Innovation has been in Clayco’s DNA since this general contractor was founded in 1984.

August 26, 2019 |
aec innovators, Clayco, drones, innovation, construction

Clayco’s innovation initiatives include launching an inspection service that uses drones. Photo courtesy Clayco


Clayco’s CEO and Chairman Bob Clark sees innovation as being at the center of what his firm does. It was one of the first GCs to use full-room computers, an IBM 3600 “that looked like a giant refrigerator,” he recalls. It was an early adopter of spreadsheet technology, using Prolog’s project management software. 

In 2005, it started a full-service concrete subcontracting business that now has 1,000 employees and produces four million sf of concrete walls per year. Clayco was the first construction company to receive an FAA license to fly small unmanned aerial vehicles. In 2015, it launched Uplift Data Partners, a turnkey construction and real estate inspection service that uses drones. (It sold that business to PrecisionHawk.)

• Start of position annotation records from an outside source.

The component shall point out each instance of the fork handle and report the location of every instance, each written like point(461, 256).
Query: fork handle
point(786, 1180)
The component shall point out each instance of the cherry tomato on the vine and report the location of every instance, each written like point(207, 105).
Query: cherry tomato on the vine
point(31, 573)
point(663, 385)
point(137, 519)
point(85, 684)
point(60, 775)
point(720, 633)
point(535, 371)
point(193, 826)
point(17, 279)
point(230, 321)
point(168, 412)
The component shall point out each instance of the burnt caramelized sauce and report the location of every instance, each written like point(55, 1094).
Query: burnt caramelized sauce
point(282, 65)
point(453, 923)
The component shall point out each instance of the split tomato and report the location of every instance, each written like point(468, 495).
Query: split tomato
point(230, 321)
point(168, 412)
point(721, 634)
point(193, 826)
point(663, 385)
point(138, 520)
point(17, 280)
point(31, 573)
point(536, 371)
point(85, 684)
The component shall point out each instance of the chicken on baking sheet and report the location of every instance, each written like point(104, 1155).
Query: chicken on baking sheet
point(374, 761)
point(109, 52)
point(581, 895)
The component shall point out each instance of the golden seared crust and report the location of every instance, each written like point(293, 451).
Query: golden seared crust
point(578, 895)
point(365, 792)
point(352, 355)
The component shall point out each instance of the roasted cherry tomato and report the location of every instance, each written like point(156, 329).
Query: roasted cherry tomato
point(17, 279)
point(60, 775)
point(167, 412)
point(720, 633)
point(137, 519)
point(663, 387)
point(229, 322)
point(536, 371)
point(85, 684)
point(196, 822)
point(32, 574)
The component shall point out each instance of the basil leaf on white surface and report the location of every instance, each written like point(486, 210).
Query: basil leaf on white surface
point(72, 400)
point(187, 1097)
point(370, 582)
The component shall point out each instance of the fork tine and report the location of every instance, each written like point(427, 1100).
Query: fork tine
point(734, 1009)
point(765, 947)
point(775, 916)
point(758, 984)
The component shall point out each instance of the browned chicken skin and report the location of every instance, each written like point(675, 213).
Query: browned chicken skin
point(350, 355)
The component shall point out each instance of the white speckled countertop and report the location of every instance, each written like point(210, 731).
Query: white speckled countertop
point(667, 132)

Clayco’s interest in drones led it to start Treehouse Adventures, a venture-capital entity that focuses on construction. Its investments include Ventana, a high-performance curtain wall fabricator and installer; and Drawn, a design group.

In 1993, Clayco formed its Mission Control team to bring project management out into the field. Mission Control started with a dozen people and now has one team member for every three project managers in the field. And the company’s “paradigm shift toward greater jobsite safety,” says Clark, got it involved recently in hard hat design with the Savannah (Ga.) College of Arts and Design.


Its embrace of prefabrication allowed Clayco to build a bridge across a street in Missouri in a single day. Photo courtesy Clayco


In June, the company combined its design businesses, Lamar Johnson Collaborative and BatesForum, providing Clayco with an integrated delivery model that Clark believes will “set a new standard.” Clark is looking ahead to see where else technology and better project management might give Clayco an edge. 

He believes that modular construction will be required “on a mass scale” to counteract the industry’s aging workforce. Within three to seven years he expects robots to be doing more installation work.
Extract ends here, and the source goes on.